Baltic Inuit culture was born out of the encounter between hunter-gatherers and farmers

Agriculture quickly spread to southern Scandinavia approximately 6,000 years ago, when summer temperatures were higher than today. In Sweden, this early farming culture extended roughly to Stockholm’s latitude, never, however, reaching mainland Finland or even the Åland Islands, where no cereal grains or bones of domestic animals have been found from such an early period.

The latest research conducted on ancient DNA demonstrates that the agricultural Funnel Beaker Culture spread to Scandinavia among the migrant population arriving from continental Europe. With them, they brought a method of producing earthenware and stone axes, as well as plant cultivation and animal husbandry.

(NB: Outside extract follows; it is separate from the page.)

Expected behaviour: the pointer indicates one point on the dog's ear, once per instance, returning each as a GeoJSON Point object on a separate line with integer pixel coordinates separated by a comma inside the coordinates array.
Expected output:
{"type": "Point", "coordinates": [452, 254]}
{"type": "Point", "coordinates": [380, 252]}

Summer temperatures began dropping at the time farmers from the Funnel Beaker Culture settled in the Stockholm area. There they crossed paths with hunter-gatherers, some of whom represented the Comb Ware culture in Finland or the Baltic region. As a result of interaction between the populations, the Pitted Ware Culture, combining different cultural features, was born approximately 5,300 years ago.

The spread of the Pitted Ware population to the coast of Scandinavia and the Åland Islands took place approximately 4,300–5,300 years ago. They built simple huts close to water, staying in the same place for at least part of the year.

Artefacts found in the settlements and graves of the culture often depict animals, sometimes also shaman-like figures. The beliefs of the Pitted Ware culture can be considered animistic, typical of hunter-gatherer peoples.

As indicated by animal bones preserved in their habitations, measurements carried out on human skeletons and the chemical composition of their earthenware, this population found almost all of its nourishment in the fish, seal and birds they caught offshore. The population has been called hard-core sealers, and even Inuits of the Baltic.